#ubuntu-s390x 2019-07-17
<tmhoang> Ubuntu masters, is there anyway to boot ubuntu s390x live ?
<tmhoang> I want to reduce/remove a block device from my LVM root group. Not sure if rescue shell is enough (i.e. install LVM, start LVM service, etc.)
<tmhoang> I'm on z/VM
<tmhoang> booting from ISO seems not doable on  z/VM
<tmhoang> either z/VM reader or from zfcp-scsi or DASD, none of which I have in my system
<tmhoang> I mean neither an extra zfcp-scsi nor DASD
#ubuntu-s390x 2019-07-18
<pppingme> tmhoang I don't know any reason you can't do it hot unless there's something I'm not aware of with pv's on z??
<tmhoang> pppingme: booting ISO in z/VM, how would you do that ?
<tmhoang> I think if Ubuntu provides a root image (rather big, agree) where initramfs can chroot later on, that would solve my problem
<tmhoang> http://ports.ubuntu.com/dists/bionic-updates/main/installer-s390x/current/images/generic/
<tmhoang> can do that easily with Alpine (because by default installer media is live, aka fullly functional shell) but not sure about using musl-based tools to touch glibc-based LVM. should work I guess.

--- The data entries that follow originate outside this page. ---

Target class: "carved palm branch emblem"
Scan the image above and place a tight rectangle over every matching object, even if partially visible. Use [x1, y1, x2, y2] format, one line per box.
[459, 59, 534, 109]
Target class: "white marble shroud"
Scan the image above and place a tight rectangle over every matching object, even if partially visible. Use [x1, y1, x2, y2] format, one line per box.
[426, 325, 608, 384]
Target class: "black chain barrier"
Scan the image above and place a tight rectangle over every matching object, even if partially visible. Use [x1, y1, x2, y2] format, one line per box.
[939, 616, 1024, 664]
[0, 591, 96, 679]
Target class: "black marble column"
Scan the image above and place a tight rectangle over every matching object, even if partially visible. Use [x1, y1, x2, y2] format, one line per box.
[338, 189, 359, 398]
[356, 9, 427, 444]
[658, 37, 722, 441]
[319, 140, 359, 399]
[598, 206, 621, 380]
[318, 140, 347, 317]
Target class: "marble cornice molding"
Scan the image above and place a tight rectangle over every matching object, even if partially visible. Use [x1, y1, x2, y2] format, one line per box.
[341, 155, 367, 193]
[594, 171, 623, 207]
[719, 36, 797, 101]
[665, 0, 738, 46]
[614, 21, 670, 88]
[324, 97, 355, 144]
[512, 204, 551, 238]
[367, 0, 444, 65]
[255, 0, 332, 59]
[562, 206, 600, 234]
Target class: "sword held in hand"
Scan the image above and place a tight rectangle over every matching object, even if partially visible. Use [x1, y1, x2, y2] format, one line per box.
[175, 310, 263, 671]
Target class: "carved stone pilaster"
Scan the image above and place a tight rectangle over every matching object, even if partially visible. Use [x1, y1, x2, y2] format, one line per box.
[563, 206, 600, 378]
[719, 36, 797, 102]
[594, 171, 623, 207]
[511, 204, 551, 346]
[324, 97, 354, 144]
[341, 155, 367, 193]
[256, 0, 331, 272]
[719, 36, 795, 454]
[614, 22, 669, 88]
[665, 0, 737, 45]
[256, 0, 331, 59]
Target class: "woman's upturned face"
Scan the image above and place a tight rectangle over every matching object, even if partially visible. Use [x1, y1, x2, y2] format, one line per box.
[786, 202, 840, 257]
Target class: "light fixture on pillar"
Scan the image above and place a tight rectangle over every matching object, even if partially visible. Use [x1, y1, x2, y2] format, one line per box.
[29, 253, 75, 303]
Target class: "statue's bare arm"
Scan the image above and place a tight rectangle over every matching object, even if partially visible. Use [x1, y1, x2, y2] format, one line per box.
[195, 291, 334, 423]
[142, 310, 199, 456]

<tmhoang> finally I had to use Fedora root image because they provide it : https://dl.fedoraproject.org/pub/fedora-secondary/releases/30/Server/s390x/os/images/install.img
#ubuntu-s390x 2019-07-19
<pppingme> tmhoang pvmove /dev/oldevice to move existing data off (of course this assumes you have free space elsewhere), then vgreduce to remove the physical device from the volume group
<pppingme> all can be done live